Yet another risk for kids on antidepressants: Higher chance of developing type-2 diabetes, according to new study
(Natural News) Antidepressants are often prescribed for individuals who exhibit signs of major depressive disorders and various conditions such as anxiety, chronic pain, and sleep disorders. Now, a recent study has proven that children and adolescents who take antidepressants could develop type-2 diabetes.
Researchers from the University of Maryland School of Pharmacy and the University of Maryland School of Medicine have discovered that the prolonged and current intake of a major class of antidepressant medications called serotonin reuptake inhibitors (SRI) can cause an estimated two-fold increased risk of developing type-2 diabetes in both children and adolescents. Teenagers that formerly used and eventually discontinued their medication were not at risk. (Related: Study: Antidepressant drugs actually cause many people to have worse depression.)

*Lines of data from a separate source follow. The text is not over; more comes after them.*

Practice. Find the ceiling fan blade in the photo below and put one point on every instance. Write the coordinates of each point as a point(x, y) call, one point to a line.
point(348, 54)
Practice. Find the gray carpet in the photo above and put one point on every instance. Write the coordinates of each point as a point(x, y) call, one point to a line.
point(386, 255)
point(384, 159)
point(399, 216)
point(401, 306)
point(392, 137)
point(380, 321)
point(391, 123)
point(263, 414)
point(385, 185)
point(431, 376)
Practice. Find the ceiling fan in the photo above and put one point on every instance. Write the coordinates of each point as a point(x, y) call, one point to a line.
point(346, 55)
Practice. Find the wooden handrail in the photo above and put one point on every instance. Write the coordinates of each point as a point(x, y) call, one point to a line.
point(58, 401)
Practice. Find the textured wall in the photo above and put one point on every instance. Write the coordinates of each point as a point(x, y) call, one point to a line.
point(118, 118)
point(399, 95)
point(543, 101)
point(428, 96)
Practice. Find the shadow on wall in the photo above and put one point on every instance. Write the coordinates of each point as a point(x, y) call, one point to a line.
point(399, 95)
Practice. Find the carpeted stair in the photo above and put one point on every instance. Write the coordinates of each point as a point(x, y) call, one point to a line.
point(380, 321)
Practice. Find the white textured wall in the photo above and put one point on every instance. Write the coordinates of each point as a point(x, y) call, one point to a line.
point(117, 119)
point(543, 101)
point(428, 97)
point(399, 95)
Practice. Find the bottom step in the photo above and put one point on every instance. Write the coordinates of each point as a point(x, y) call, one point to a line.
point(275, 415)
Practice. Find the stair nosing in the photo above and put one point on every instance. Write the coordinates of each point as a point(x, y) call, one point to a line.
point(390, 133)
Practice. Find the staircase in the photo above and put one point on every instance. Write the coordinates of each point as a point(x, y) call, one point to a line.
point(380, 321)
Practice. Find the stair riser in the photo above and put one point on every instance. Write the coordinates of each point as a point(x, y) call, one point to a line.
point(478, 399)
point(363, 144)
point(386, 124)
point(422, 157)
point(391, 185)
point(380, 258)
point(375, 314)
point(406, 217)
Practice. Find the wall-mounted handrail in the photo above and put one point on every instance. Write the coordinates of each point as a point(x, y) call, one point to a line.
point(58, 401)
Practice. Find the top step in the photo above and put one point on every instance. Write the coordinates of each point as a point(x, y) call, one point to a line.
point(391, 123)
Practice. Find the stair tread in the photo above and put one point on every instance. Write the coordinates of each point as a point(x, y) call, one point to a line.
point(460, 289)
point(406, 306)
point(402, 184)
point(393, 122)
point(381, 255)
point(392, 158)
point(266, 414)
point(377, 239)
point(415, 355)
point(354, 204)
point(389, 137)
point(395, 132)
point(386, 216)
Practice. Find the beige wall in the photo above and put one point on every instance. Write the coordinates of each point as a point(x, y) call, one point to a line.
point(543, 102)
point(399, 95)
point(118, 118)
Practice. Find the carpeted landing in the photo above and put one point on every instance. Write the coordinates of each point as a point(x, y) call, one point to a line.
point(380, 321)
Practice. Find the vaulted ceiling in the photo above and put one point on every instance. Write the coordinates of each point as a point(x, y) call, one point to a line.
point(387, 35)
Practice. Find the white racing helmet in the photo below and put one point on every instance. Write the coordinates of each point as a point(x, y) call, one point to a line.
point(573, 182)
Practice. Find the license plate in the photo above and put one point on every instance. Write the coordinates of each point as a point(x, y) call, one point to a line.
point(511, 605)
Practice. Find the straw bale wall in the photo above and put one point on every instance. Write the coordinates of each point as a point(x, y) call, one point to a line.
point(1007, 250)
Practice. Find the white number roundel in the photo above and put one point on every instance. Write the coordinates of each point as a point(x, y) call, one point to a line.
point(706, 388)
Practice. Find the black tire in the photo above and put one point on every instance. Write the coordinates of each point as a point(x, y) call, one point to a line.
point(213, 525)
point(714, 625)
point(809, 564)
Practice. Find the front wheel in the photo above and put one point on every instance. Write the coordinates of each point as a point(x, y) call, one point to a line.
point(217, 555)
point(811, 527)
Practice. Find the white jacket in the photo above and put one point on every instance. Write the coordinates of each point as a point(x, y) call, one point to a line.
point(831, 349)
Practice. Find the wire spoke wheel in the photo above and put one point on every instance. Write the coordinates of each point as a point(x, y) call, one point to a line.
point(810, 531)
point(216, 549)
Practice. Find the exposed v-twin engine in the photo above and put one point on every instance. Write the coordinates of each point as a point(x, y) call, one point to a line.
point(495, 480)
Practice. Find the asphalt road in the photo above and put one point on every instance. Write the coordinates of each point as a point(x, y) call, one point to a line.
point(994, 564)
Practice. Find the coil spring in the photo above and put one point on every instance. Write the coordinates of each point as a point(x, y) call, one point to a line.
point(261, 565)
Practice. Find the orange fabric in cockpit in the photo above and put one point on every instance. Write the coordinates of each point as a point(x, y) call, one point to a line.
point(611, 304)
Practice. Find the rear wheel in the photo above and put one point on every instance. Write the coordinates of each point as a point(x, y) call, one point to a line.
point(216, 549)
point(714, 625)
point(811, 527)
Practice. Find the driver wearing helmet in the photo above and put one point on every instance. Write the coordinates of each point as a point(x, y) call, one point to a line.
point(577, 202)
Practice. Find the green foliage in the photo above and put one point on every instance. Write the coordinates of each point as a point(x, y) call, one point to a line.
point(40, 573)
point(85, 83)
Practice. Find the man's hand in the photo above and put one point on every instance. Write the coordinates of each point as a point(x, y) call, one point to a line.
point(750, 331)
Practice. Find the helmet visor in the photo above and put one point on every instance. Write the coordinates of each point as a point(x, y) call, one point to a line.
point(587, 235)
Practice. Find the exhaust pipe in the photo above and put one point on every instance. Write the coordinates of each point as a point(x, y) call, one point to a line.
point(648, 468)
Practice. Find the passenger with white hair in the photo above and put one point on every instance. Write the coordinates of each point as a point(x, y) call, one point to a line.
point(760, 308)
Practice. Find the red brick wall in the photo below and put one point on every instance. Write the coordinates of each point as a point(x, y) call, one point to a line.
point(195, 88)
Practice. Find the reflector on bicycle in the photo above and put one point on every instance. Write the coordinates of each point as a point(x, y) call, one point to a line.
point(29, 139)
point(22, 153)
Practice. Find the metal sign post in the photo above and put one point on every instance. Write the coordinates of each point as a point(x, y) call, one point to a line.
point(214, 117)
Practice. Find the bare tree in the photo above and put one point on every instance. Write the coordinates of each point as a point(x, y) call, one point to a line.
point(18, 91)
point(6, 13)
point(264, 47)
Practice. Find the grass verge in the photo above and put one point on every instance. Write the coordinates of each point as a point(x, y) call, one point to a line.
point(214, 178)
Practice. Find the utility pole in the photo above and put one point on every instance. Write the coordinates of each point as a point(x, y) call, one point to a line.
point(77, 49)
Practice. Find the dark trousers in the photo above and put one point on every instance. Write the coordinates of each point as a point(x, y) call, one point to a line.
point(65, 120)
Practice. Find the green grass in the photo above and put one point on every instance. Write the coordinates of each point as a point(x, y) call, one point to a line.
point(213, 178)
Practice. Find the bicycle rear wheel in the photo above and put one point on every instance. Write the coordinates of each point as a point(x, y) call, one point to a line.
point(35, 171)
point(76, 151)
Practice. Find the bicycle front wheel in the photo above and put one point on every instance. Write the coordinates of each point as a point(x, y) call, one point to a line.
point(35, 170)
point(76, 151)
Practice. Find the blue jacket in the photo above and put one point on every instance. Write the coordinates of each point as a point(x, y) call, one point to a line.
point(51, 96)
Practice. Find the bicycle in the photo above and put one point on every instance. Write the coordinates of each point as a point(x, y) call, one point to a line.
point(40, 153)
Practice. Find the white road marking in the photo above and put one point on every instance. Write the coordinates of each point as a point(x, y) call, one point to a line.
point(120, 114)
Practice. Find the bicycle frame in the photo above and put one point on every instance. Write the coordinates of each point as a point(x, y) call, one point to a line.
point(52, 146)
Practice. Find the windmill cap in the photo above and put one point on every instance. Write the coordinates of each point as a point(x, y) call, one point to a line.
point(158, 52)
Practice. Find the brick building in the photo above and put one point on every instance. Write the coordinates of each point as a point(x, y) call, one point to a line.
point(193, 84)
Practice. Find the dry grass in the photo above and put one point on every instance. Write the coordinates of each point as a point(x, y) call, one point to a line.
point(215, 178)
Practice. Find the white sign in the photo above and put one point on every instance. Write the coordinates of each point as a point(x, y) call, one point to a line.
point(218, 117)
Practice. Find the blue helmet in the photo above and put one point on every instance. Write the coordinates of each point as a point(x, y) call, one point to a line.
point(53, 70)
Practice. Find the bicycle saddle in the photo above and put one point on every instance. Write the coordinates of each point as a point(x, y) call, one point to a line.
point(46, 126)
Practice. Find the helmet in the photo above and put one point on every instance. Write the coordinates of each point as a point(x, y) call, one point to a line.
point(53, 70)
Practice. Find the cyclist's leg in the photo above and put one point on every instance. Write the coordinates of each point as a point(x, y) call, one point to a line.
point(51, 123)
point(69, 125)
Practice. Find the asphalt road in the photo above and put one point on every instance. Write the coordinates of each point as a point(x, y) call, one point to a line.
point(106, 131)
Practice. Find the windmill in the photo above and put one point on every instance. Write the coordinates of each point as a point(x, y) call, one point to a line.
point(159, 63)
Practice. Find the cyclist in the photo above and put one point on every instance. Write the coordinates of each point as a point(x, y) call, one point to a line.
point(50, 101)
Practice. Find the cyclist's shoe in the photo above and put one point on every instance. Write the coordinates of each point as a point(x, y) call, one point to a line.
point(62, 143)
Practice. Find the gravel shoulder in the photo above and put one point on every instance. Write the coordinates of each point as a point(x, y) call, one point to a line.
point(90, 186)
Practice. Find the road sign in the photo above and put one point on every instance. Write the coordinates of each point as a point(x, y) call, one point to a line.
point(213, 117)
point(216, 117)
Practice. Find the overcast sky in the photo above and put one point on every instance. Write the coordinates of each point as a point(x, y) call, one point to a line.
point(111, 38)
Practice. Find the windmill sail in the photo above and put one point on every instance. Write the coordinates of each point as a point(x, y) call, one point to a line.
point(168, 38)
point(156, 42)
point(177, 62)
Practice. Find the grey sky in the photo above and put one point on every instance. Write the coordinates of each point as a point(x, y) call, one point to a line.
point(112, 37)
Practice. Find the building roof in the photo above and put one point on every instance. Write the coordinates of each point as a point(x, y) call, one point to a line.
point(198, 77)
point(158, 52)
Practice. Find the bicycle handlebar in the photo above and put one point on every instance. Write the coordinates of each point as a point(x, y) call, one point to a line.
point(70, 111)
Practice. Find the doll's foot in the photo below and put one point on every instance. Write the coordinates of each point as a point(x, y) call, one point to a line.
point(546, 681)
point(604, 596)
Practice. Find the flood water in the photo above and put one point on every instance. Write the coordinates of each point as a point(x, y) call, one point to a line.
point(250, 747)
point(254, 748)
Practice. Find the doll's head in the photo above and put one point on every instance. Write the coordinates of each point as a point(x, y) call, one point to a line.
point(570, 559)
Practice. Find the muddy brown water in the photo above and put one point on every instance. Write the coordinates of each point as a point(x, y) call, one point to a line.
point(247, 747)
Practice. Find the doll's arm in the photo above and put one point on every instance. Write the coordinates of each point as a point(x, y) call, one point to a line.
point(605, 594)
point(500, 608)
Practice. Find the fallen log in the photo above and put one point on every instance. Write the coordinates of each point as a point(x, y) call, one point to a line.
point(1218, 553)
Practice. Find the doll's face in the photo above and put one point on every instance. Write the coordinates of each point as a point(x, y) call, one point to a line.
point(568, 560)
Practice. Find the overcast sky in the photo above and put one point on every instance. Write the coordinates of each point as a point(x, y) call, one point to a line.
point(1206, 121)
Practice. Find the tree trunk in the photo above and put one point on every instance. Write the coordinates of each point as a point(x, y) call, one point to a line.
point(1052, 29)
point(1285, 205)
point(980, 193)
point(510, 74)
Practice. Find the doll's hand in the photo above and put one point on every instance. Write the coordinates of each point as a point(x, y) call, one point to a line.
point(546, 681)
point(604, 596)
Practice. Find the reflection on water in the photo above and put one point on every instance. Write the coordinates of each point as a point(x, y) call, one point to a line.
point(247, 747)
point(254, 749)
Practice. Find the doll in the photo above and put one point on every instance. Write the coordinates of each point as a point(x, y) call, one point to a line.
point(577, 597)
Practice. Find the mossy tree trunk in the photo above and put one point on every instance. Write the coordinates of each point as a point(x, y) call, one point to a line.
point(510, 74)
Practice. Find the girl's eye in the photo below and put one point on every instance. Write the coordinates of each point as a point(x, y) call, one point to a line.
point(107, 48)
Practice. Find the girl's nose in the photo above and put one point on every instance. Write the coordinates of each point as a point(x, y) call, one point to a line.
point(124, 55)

The study was published on Oct. 16 in JAMA Pediatrics and is the first population-based study that looked into the risks of pediatric patients being diagnosed with type-2 diabetes once they start taking antidepressants. Mehmet Burcu, PhD, led the study for his dissertation. Burcu said, “Antidepressants are one of the most commonly used psychotropic medication classes among youth in the United States, with serotonin reuptake inhibitors representing a majority of total antidepressant use in this population.”
He added, “These findings provide new information on the risk of a rare, but serious adverse outcome that is often difficult to assess in clinical trials due to limited sample size and inadequate follow up.”